Perfect model: PPL = 1 (assigns probability 1 to each token — impossible in practice)
Uniform model: PPL = vocabulary_size (~32000 for LLaMA) — random guessing

Computing Perplexity in PyTorch

Python
import torch
import torch.nn.functional as F
from transformers import AutoModelForCausalLM, AutoTokenizer

def compute_perplexity(model, tokenizer, text: str, stride: int = 512) -> float:
    device = next(model.parameters()).device
    encodings = tokenizer(text, return_tensors="pt")
    input_ids = encodings.input_ids.to(device)
    seq_len = input_ids.size(1)
    max_len = model.config.max_position_embeddings  # e.g., 4096

    total_nll = 0.0
    total_tokens = 0

    # Sliding window for sequences longer than max_len
    for begin_idx in range(0, seq_len, stride):
        end_idx = min(begin_idx + max_len, seq_len)
        context_len = min(end_idx - begin_idx, stride)

        input_chunk = input_ids[:, begin_idx:end_idx]
        target_chunk = input_ids[:, begin_idx+1:end_idx+1]

        with torch.no_grad():
            logits = model(input_chunk).logits

        # Only count the last `context_len` positions (avoid counting overlap)
        log_probs = F.log_softmax(logits[:, -context_len-1:-1], dim=-1)
        target_ids = target_chunk[:, -context_len:]
        nll = F.nll_loss(log_probs.view(-1, log_probs.size(-1)),
                         target_ids.view(-1), reduction="sum")

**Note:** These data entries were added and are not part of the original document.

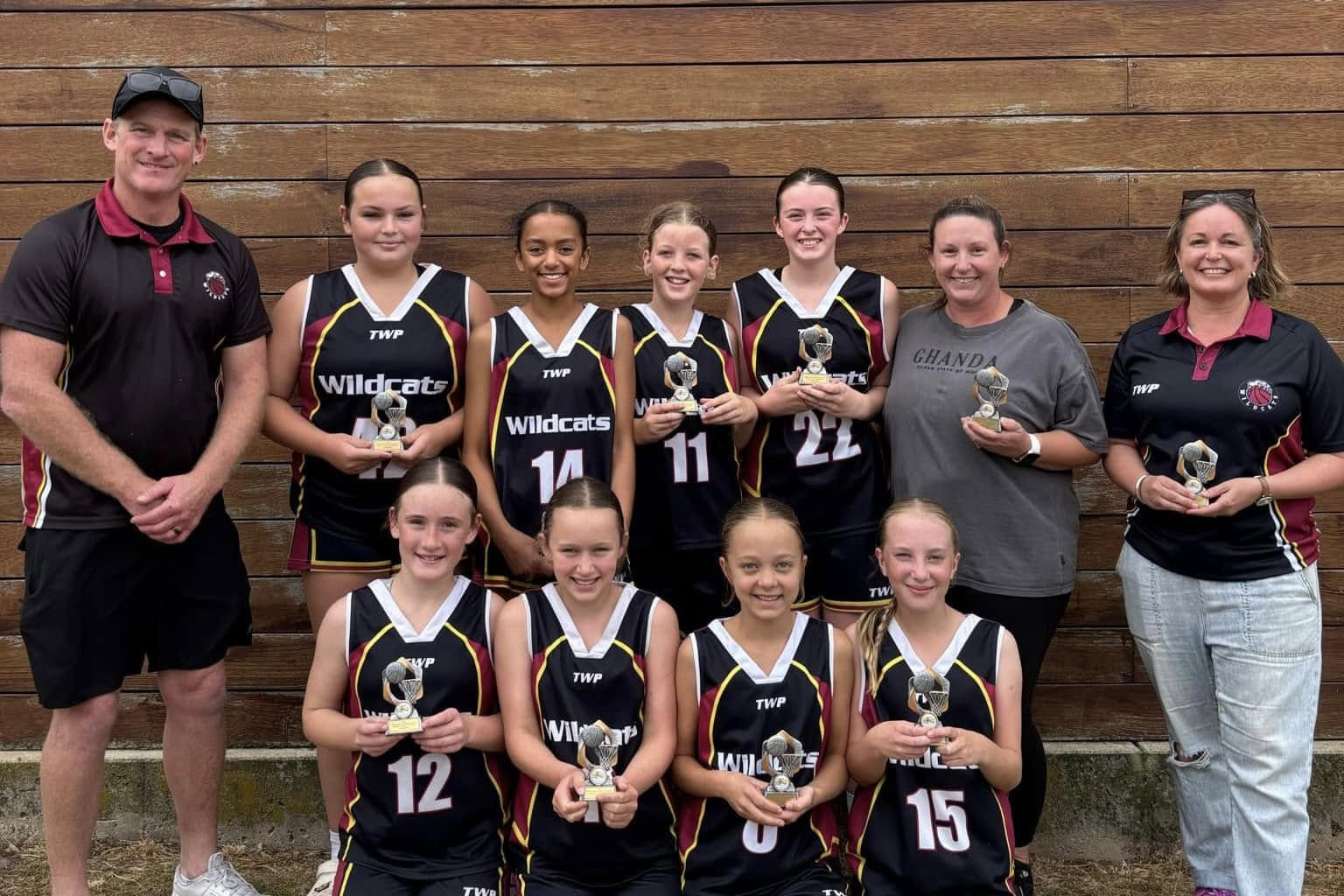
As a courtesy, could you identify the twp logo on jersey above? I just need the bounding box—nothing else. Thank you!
[760,371,868,392]
[504,414,612,435]
[714,752,821,776]
[542,718,640,747]
[887,747,980,768]
[317,374,447,395]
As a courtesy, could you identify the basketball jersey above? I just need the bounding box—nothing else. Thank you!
[848,615,1013,896]
[512,583,676,886]
[679,612,850,896]
[732,268,891,536]
[340,577,507,880]
[289,264,472,539]
[484,304,617,587]
[621,304,742,550]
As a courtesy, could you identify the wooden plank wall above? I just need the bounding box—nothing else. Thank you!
[0,0,1344,747]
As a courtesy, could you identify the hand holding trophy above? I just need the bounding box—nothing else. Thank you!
[368,389,406,452]
[970,367,1008,432]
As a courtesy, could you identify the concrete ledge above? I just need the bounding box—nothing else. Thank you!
[0,740,1344,861]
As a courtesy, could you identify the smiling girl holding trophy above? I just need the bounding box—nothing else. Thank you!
[672,499,853,896]
[304,458,508,896]
[847,499,1021,896]
[497,479,682,896]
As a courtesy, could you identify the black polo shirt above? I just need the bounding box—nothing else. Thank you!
[0,180,270,529]
[1105,299,1344,582]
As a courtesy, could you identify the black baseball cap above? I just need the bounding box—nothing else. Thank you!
[111,66,206,125]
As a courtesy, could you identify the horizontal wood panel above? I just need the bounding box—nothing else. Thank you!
[0,173,1134,237]
[0,11,326,66]
[0,125,324,181]
[328,113,1344,178]
[0,60,1126,123]
[1129,56,1344,111]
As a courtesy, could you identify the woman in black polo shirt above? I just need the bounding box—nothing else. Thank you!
[1105,191,1344,896]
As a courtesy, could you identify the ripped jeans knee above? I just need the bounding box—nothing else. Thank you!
[1169,740,1209,768]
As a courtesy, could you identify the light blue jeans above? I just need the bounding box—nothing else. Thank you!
[1116,544,1321,896]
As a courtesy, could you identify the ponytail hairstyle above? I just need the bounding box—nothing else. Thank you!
[542,475,625,539]
[853,497,961,697]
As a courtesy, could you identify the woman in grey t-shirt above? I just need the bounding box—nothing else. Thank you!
[883,196,1106,896]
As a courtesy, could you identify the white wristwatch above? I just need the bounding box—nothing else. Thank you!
[1012,432,1040,466]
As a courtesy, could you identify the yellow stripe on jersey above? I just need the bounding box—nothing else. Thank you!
[953,660,995,740]
[574,339,615,411]
[491,342,532,461]
[414,296,462,414]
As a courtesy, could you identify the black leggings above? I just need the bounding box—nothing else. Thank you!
[948,584,1073,846]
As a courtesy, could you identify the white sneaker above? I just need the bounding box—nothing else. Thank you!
[172,853,262,896]
[308,858,340,896]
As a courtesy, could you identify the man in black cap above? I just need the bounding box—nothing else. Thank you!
[0,67,270,896]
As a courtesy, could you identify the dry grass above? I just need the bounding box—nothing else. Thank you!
[0,841,1344,896]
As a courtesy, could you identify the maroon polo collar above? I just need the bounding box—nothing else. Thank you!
[1155,299,1274,342]
[94,178,215,246]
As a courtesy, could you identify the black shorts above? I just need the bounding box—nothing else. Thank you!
[630,542,738,633]
[793,529,891,612]
[331,863,508,896]
[19,513,251,710]
[514,853,682,896]
[285,520,402,577]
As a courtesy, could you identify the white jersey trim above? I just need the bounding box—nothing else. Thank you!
[542,583,634,660]
[763,264,853,319]
[505,302,596,357]
[341,264,442,322]
[710,610,810,685]
[368,577,471,643]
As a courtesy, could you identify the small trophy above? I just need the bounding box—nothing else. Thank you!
[383,657,424,735]
[1176,439,1218,507]
[368,389,406,452]
[970,367,1008,432]
[579,718,617,814]
[760,731,804,806]
[907,669,948,728]
[662,352,700,414]
[798,324,835,386]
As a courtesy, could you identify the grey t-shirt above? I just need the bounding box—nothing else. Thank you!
[883,301,1106,597]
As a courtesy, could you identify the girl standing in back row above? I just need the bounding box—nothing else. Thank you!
[729,168,898,625]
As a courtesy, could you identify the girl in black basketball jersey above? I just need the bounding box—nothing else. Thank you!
[621,201,757,632]
[462,199,634,592]
[672,499,853,896]
[263,158,494,896]
[727,168,898,626]
[304,457,508,896]
[847,499,1021,896]
[497,479,680,896]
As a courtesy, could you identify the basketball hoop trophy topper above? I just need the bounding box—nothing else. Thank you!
[1176,439,1218,507]
[662,352,700,415]
[907,669,950,746]
[760,731,805,806]
[368,389,406,452]
[383,657,424,735]
[798,324,835,386]
[970,367,1008,432]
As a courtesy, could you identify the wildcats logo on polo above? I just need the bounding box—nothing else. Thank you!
[1236,380,1278,414]
[200,270,228,302]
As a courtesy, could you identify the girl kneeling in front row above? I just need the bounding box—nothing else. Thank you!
[848,499,1021,896]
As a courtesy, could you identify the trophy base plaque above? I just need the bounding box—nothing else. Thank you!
[584,785,615,802]
[387,716,424,735]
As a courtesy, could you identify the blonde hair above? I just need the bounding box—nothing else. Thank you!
[853,497,961,697]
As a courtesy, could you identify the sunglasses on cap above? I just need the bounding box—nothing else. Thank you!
[1180,186,1256,208]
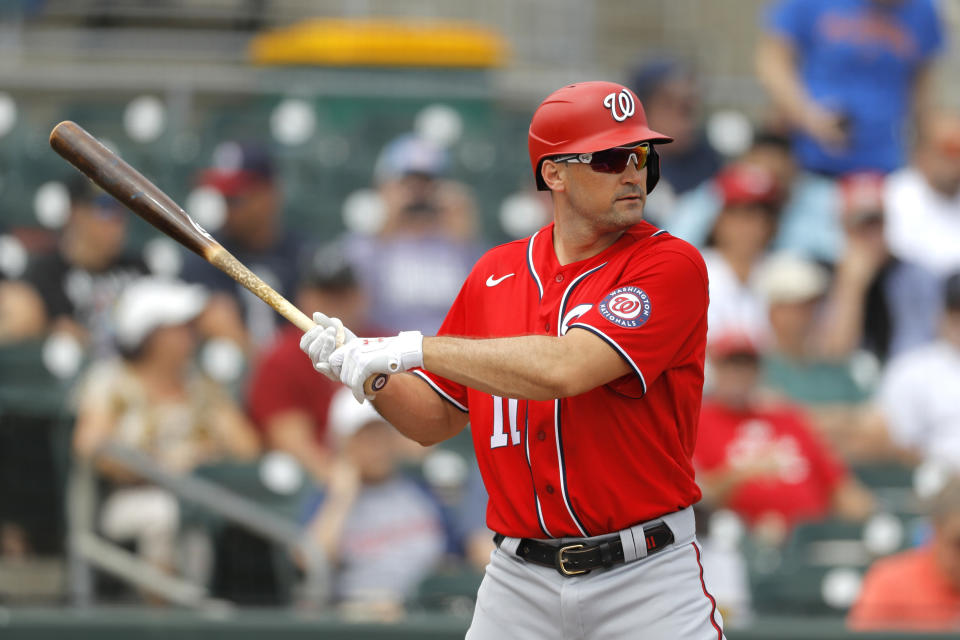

        total_nll += nll.item()
        total_tokens += context_len

    return torch.exp(torch.tensor(total_nll / total_tokens)).item()

# Usage
model = AutoModelForCausalLM.from_pretrained("meta-llama/Llama-2-7b-hf").cuda()
tokenizer = AutoTokenizer.from_pretrained("meta-llama/Llama-2-7b-hf")
ppl = compute_perplexity(model, tokenizer, "The patient takes Warfarin 5mg daily.")
print(f"PPL: {ppl:.2f}")

Perplexity Values in Context

GPT-2 (small, 117M) on WikiText-103: PPL ≈ 37.5
GPT-2 (large, 774M) on WikiText-103: PPL ≈ 22.0
GPT-3 (175B) on Penn Treebank:       PPL ≈ 20.5
LLaMA 2 7B on Wikitext-2:            PPL ≈ 5.47
LLaMA 2 70B on Wikitext-2:           PPL ≈ 3.32

Lower is better. Scaling reduces PPL predictably (scaling laws).

Limitations of Perplexity

1. Tokeniser dependence:
   Different tokenisers produce different per-token NLL values.
   GPT-2 and LLaMA 2 cannot be compared directly with PPL
   even on the same text.

2. Doesn't measure task performance:
   A model with PPL=5 may be worse at medical QA than one with PPL=7
   if the lower-PPL model was trained on different domains.

3. Doesn't measure factual accuracy:
   A model can assign high probability to plausible-but-wrong text.

4. Doesn't measure instruction following:
   PPL is a pretraining metric. Aligned models (with RLHF) often
   have HIGHER PPL than their base models on standard benchmarks
   but are much more useful.

5. Long-context PPL requires sliding window:
   Sequences longer than max_len need careful windowed evaluation.

Bits Per Byte (BPB)

A tokeniser-independent alternative:

BPB = (NLL in nats) / (sequence length in bytes)
    = cross-entropy in nats / bytes_per_token_average

Since different tokenisers have different tokens/character ratios,
BPB normalises by byte count — allowing fair cross-tokeniser comparison.

Lower BPB = better compression = better model.

Interview Answer

"Perplexity (PPL) is exp(-1/T Σ log P(wᵢ|context)) — the exponentiated mean negative log-likelihood per token. It measures how surprised the model is by the test text: lower is better. It's the standard metric for pretraining evaluation and correlates with downstream task performance. Limitations: it's tokeniser-dependent (can't compare across tokenisers directly), it doesn't measure factual correctness or instruction following, and RLHF-aligned models often have higher PPL than base models despite being more useful. Bits-per-byte is a tokeniser-independent alternative for fair cross-model comparisons."